Thursday, March 26, 2009

Tibet


I have a very clear memory of the first time I ever heard about Tibet.

I was very young, probably seven or eight years old. I was eating supper with my family at a restaurant called Mammy's Shanty in Atlanta, Georgia.

Yes, I know the name "Mammy's Shanty" is not politically correct—but this was back in the 1950s, before anyone had ever heard of political correctness, and Mammy's Shanty was a place where we went on special occasions. For weekly Sunday lunches, my family's restaurant of choice was the Pig 'N' Whistle. At Mammy's Shanty, I remember the fried chicken and the pie; at the Pig, the cream of chicken soup. But I digress.

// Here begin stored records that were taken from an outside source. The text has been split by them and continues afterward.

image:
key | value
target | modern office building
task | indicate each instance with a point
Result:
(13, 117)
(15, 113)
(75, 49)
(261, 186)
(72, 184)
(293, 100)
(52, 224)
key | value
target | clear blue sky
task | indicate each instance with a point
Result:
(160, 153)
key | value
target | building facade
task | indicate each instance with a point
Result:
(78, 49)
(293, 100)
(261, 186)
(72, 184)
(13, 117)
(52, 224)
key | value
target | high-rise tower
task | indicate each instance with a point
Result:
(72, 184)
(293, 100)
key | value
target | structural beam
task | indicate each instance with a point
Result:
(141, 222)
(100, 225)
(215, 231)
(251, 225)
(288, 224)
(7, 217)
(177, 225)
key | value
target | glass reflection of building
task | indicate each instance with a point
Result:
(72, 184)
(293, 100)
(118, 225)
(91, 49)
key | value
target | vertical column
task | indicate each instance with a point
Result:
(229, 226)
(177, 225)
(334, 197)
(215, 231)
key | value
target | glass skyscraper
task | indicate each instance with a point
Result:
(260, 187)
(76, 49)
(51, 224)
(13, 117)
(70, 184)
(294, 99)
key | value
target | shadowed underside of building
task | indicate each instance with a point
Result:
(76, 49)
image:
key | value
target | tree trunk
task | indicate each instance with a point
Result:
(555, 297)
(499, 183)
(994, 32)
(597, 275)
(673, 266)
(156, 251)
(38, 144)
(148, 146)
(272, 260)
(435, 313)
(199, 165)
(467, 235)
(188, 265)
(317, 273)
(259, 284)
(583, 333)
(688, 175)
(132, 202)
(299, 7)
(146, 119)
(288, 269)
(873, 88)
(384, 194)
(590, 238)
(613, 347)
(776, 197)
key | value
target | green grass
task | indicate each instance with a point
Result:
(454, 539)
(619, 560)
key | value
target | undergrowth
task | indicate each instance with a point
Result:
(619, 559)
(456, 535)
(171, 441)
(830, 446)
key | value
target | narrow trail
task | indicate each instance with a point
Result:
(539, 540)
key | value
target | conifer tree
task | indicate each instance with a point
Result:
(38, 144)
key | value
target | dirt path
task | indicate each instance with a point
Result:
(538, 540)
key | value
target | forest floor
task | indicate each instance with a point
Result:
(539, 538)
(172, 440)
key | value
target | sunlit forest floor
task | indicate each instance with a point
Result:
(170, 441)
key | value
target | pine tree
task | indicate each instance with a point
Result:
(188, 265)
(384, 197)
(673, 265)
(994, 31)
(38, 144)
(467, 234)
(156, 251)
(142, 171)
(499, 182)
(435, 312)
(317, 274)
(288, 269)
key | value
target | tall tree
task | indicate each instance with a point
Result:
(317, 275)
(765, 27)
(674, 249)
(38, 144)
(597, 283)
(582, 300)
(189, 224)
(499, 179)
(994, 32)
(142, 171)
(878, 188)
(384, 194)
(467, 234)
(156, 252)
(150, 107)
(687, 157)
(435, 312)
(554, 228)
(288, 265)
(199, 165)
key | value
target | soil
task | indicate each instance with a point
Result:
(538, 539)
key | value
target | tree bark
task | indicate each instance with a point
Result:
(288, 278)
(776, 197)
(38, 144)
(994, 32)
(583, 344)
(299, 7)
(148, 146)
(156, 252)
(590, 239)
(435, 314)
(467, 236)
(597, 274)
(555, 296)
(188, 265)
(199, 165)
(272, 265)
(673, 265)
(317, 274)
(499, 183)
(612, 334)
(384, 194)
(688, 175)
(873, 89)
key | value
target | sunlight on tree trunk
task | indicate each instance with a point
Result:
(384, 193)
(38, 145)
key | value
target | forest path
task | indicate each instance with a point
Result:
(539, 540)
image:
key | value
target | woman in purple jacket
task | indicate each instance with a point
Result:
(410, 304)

Of course my parents were there, and I remember my Aunt Amelia was there. I'm not sure if my grandparents were there, but my father's aunt and uncle, Unkie and Buddy, were there. So there was a fairly big group of us, all sitting at a large, round table.

Someone mentioned the "abominable snowman." I had never heard of this person before, so I had to ask. He was a large, hairy man, I was told, not really human but not really ape-like, either. He lived in a place called Tibet. Where was Tibet? A high mountain range at the roof of the world.

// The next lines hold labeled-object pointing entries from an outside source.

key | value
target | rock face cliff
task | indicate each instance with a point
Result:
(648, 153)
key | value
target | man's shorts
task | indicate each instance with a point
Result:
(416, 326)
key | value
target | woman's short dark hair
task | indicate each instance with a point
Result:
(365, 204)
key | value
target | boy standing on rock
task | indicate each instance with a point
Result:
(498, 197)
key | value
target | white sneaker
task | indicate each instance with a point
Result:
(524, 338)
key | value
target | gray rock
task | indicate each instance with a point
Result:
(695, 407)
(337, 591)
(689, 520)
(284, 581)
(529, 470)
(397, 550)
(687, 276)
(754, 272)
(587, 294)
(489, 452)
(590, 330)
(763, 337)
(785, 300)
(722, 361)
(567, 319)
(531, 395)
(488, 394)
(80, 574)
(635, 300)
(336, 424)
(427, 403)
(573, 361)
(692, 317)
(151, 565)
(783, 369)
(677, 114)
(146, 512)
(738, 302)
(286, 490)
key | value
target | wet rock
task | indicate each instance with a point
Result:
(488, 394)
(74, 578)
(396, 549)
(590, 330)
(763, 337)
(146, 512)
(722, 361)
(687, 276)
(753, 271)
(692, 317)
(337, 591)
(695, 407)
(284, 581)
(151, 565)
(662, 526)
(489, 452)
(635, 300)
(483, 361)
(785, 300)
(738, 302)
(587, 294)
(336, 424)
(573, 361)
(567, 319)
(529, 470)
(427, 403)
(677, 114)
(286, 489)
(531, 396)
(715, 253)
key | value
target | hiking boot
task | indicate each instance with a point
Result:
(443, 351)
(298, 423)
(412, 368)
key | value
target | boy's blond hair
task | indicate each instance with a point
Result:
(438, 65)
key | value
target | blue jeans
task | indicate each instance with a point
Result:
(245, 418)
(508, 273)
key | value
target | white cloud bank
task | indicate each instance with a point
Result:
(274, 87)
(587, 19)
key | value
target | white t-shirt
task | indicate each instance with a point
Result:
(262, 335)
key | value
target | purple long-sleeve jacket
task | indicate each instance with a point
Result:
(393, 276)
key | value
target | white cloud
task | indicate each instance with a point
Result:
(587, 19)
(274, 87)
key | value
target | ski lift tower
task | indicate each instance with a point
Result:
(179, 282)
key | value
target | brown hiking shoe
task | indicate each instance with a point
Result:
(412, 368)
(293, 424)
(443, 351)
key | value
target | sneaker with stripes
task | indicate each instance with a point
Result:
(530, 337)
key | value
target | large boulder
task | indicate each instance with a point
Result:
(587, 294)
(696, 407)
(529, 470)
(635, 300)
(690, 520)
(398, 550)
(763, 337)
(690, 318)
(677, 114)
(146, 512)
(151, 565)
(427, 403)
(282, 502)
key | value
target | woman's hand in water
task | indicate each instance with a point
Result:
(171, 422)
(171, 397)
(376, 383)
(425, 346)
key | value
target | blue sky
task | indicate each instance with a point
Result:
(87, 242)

I'm not sure why this conversation made such an impression on me, but it did. I remember not sleeping at all that night, or sleeping very fitfully. My thoughts were filled with childlike terror at the thought of the abominable snowman, but it wasn't so much the snowman who kept me awake—it was the image of a place with high mountains, the roof of the world.

That night, my body was at home in Georgia—but my mind was lost somewhere I'd never been, surrounded by the snowy ranges of a place called Tibet.